Fig. 5. Therapeutic effect and antitumor mechanism in vitro.

(A) Cell viability of U87-EGFRvIII cells after incubation with RNSs, RNCOs, RNSs-D, nRNCOs-D, and RNCOs-D. The concentration of DOX (1, 2, 4, 6, and 8 μM) and NCs (0.5, 1, 2, 3, and 4 μM) increased as the RNS concentration increased. Data are means ± SD (n = 3). Statistical significance was determined by unpaired two-tailed Student’s t test (***P < 0.001). (B) Western blot (WB) analysis of apoptosis protein levels in U87-EGFRvIII cells. (C) CLSM of U87-EGFRvIII cells costained with calcein AM/PI after treatment with PBS, DOX, rRNCOs-D, RNSs-D, nRNCOs-D, and RNCOs-D. Scale bar, 100 μm. (D) Cell apoptosis and necrosis analyzed by annexin V–APC/DAPI (4′,6-diamidino-2-phenylindole) staining after treatment of PBS, RNSs, RNCOs, RNSs-D, nRNCOs-D, and RNCOs-D, respectively (from left to right). (E) Schematic illustration of antitumor mechanism. (F) WB analysis of EGFRvIII protein levels. RNCOs-1 refers to 500 nM equivalent Cas13a RNP; RNCOs-2 refers to 1 μM equivalent Cas13a RNP. (G) RNA denaturing gel electrophoresis examining total RNA integrity.

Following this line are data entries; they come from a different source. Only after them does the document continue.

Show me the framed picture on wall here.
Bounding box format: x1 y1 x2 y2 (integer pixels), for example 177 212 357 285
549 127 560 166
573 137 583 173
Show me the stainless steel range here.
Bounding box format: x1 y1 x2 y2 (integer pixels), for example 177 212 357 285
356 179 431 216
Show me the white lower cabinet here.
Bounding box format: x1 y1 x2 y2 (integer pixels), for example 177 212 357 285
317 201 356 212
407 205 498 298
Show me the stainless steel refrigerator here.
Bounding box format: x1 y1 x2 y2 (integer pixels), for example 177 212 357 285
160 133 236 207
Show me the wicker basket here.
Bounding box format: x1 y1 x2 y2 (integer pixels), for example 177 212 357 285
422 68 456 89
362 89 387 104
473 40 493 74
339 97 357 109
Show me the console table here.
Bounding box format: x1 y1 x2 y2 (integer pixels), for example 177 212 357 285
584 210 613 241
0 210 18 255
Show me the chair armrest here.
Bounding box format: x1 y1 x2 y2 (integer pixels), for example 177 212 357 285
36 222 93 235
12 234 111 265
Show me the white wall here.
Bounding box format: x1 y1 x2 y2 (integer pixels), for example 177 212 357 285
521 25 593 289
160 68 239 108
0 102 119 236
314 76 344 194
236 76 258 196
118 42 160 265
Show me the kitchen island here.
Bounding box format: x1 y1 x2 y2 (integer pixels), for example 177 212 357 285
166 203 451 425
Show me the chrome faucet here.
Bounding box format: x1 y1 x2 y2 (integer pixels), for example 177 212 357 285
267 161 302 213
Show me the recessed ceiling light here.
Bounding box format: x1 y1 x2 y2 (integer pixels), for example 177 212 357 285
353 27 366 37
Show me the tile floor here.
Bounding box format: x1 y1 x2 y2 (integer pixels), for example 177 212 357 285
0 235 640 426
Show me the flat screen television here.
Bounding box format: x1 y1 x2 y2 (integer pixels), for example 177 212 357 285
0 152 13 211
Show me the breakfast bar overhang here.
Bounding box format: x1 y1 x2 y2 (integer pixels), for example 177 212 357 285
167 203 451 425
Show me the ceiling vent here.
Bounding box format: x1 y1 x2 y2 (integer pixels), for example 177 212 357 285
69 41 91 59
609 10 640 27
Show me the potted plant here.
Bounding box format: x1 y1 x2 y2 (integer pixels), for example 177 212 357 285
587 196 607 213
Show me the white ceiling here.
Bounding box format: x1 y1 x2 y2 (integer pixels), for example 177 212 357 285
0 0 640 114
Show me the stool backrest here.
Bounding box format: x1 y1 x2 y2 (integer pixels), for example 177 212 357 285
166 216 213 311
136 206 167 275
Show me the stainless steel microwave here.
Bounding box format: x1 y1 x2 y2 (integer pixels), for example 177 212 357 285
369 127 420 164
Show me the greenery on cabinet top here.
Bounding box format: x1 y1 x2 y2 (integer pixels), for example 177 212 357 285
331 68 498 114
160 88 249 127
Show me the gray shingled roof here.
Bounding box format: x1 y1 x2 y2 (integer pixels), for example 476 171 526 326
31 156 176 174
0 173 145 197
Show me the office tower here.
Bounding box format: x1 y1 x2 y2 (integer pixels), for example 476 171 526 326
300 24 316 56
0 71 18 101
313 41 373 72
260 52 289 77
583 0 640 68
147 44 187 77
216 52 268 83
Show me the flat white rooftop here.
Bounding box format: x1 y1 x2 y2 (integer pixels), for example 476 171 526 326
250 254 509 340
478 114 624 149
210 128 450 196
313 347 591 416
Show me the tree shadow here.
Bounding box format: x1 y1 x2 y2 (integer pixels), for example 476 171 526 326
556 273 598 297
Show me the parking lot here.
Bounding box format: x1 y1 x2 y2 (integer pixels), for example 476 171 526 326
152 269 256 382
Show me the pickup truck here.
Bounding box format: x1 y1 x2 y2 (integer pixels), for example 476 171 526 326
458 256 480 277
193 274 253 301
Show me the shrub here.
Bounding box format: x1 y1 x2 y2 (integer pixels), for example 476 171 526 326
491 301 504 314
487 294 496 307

Moreover, the levels of apoptosis-related proteins were investigated to assess the therapeutic effects of RNCOs-D (Fig. 5B). With our hierarchical self-uncloaking strategy, RNCOs-D could activate caspase family proteins and induce the up-regulation of caspase-3 and caspase-9, down-regulation of Bcl-2, and up-regulation of Bax in U87-EGFRvIII cells, exhibiting optimal therapeutic performance among treatments with DOX, rRNCOs-D, or nRNCOs-D. In addition, live/dead cell double staining with calcein AM and propidium iodide (PI) further demonstrated the detailed therapeutic effects (Fig. 5C). In CLSM, the red fluorescence of PI was observed after treatment with RNCOs-D compared to DOX, rRNCOs-D, RNSs-D, and nRNCOs-D, validating that U87-EGFRvIII cells were effectively eradicated via hierarchical self-uncloaking property of RNCOs-D. Different indices of cell apoptosis were observed in U87 and U87-EGFRvIII cells by FCM (Fig. 5D), further demonstrating the precise operation of the hierarchical self-uncloaking strategy. In addition, the combination index (CI) of RNCOs (gene therapy) and DOX (chemotherapy) was 0.53, verifying the synergistic effect (45). These results support our hypothesis that Cas13a plays an indispensable role in synergistically enhanced combined therapy.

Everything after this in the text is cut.